Fully-hedged defined benefit (DB) schemes continued to provide low volatility funding in July, according to the Broadstone Sirius Index on self-sufficiency funding.
Its funding position remained at 69.9 per cent, almost no change on June’s 69.5 per cent.
While the figures are stable, funding has fallen slightly compared with the 70.8 per cent seen at the end of 2022.
Broadstone head of policy, David Brooks, said the steady figures showed that “things are calming down” in the world of DB schemes.
The index showed that the 50 per cent hedged scheme remained strong at 97.8 per cent, having edged up with a 0.7 per cent improvement in funding levels.
Its funding position is slightly more robust than at the end of 2022, when the level stood at 95.4 per cent.
"Pension funding conversations with trustees and sponsors are not meant to be exciting, and our experience over the last few months has shown that things are calming down,” said Brooks.

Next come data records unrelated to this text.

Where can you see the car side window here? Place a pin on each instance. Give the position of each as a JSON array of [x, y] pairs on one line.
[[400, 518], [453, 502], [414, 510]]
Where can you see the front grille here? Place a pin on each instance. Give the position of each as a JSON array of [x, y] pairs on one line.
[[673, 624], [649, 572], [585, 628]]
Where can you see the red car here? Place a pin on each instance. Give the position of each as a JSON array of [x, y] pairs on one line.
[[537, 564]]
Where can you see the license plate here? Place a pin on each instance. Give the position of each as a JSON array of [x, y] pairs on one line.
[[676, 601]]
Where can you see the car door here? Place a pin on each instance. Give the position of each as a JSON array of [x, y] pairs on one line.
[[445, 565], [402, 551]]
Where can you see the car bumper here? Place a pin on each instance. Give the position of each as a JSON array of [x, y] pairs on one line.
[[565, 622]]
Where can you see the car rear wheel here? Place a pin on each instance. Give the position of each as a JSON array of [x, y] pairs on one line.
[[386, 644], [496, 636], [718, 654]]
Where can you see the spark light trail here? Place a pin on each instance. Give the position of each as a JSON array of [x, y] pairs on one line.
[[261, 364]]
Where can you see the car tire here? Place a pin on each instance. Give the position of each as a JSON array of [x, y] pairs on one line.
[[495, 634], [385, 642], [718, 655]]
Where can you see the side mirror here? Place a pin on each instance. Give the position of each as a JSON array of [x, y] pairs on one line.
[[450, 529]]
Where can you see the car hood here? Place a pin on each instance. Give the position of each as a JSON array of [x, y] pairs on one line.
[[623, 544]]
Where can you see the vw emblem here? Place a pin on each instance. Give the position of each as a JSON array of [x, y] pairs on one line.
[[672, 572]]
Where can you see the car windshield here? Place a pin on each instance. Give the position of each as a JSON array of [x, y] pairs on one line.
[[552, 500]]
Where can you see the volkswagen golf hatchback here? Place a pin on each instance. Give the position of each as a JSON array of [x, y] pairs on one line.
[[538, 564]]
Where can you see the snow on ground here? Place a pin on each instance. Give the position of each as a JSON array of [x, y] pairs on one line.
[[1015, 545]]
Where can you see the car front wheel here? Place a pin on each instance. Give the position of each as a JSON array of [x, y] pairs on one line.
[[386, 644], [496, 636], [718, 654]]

“The rhetoric from government to find ways to increase risk in DB pension schemes, should be understood in the context that not all schemes are fully funded on a buy-out basis.
“Funding has improved, but for many schemes there is some way to go until their members’ benefits are secure.
"Employers are still on the hook for millions of pounds in buyout deficits and understanding and controlling the risks they’re exposed remains paramount.”